Jean-Pierre Charbonneau, septembre 2013

Monde pluriel

Cette fiche montre la difficulté de réduire la place de l’automobile dans l’espace public. Ce sujet est structurel de l’évolution des villes et doit faire l’objet d’un choix politique fort pour favoriser une mobilité douce et de nouveaux modes de vie.

Supprimer des places de stationnement, vous n’y comptez pas !

Malgré tout ce qui est dit, affiché dans les documents de communication, les choix dans l’espace public sont souvent faits pour favoriser la voiture. La concertation en témoigne. On passe en général une bonne partie de la séance à parler « nombre de files de circulation, de places de parkings », plus que de « confort, ambiance, sécurité des enfants, assises pour les personnes âgées… ». C’est qu’il existe cette croyance qu’il est impopulaire de toucher à l’automobile. Du coup, on commence par ce sujet, le considérant comme essentiel. Certes cela change. A présent les habitants se sentent de plus en plus citadins. Ils ont plutôt moins de voitures et sont soucieux de la vie quotidienne. Des points de vue contradictoires s’expriment, racontant de manière plus juste la réalité des modes de vie urbains.

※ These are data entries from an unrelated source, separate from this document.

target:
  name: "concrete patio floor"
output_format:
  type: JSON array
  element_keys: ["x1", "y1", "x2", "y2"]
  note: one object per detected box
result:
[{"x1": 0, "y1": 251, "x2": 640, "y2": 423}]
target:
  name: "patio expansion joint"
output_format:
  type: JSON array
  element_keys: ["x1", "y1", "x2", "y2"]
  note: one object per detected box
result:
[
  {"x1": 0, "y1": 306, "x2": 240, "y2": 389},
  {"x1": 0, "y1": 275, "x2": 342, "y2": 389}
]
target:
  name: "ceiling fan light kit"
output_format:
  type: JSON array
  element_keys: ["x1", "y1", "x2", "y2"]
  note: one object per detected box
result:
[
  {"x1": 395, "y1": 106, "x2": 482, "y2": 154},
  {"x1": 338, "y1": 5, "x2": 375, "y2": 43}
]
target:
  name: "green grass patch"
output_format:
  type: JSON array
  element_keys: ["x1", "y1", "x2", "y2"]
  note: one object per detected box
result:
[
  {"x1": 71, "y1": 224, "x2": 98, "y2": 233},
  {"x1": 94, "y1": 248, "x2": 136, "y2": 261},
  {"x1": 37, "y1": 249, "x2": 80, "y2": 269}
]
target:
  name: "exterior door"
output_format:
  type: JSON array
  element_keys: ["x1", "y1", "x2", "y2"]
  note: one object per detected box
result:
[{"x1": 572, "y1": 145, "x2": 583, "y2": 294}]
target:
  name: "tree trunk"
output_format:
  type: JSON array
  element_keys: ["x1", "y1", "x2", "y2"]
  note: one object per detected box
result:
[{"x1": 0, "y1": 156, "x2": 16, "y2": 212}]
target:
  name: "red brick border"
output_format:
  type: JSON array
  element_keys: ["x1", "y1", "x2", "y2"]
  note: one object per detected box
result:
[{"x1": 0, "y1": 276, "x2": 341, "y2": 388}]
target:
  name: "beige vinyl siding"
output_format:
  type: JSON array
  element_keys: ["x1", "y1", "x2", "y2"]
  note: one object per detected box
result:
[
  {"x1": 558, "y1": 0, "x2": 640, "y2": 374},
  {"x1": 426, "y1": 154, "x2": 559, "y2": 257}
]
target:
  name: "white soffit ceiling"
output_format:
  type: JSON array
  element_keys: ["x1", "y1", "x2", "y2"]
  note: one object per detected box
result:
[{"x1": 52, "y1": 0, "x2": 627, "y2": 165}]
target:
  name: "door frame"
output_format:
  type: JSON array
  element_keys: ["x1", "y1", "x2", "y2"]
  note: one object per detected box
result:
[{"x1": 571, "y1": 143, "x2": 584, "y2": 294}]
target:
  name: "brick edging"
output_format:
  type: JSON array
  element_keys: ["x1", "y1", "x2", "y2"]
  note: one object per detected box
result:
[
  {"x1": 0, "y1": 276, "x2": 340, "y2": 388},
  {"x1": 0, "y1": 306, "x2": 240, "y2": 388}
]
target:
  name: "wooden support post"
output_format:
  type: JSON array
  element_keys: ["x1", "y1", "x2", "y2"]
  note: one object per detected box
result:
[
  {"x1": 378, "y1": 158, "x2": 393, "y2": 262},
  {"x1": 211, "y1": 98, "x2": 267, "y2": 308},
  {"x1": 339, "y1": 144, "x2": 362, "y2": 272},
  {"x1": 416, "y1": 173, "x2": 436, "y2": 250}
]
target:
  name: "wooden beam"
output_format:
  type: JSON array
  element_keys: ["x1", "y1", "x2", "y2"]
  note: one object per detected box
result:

C’est que l’on revient de loin. Depuis les années 60, on a imaginé la ville au service de la voiture. L’organisation des déplacements, les infrastructures, les paysages, les budgets ont été orientés en ce sens. Et même si, depuis 20 ans, le propos affiché évolue, le savoir en transformation urbaine a continué de se concentrer en partie sur ce thème. Il y a peu, évoquer l’espace public conduisait à chaque fois à devoir d’abord se justifier sur les « rayons de giration, le nombre de véhicules par heure, les remontées de files aux heures de pointe… ». Les quartiers eux-mêmes étaient conçus en fonction de calculs réalisés à partir de matrices prédisant le nombre de voitures à venir. A cet égard, l’exemple de Copenhague est frappant. Dans le nouveau quartier de Nordhaven, la projection des déplacements est calculée à partir d’une prévision de 50% de trajets en vélo, le reste pour une grande part en métro. Et les investissements, l’utilisation de l’espace public sont orientés en ce sens : des passerelles piétons-vélos au lieu d’échangeurs d’autoroutes, des pistes cyclables larges et sécures, des services aux utilisateurs, des parkings seulement pour le fonctionnement du quartier… Il y a là une décision politique et sa traduction en projets multiples chargés de la concrétiser dans les faits. Et bien entendu, on n’obtiendra pas la même ville, le même quartier que si on part d’une projection fondée sur 80% de déplacements en voiture.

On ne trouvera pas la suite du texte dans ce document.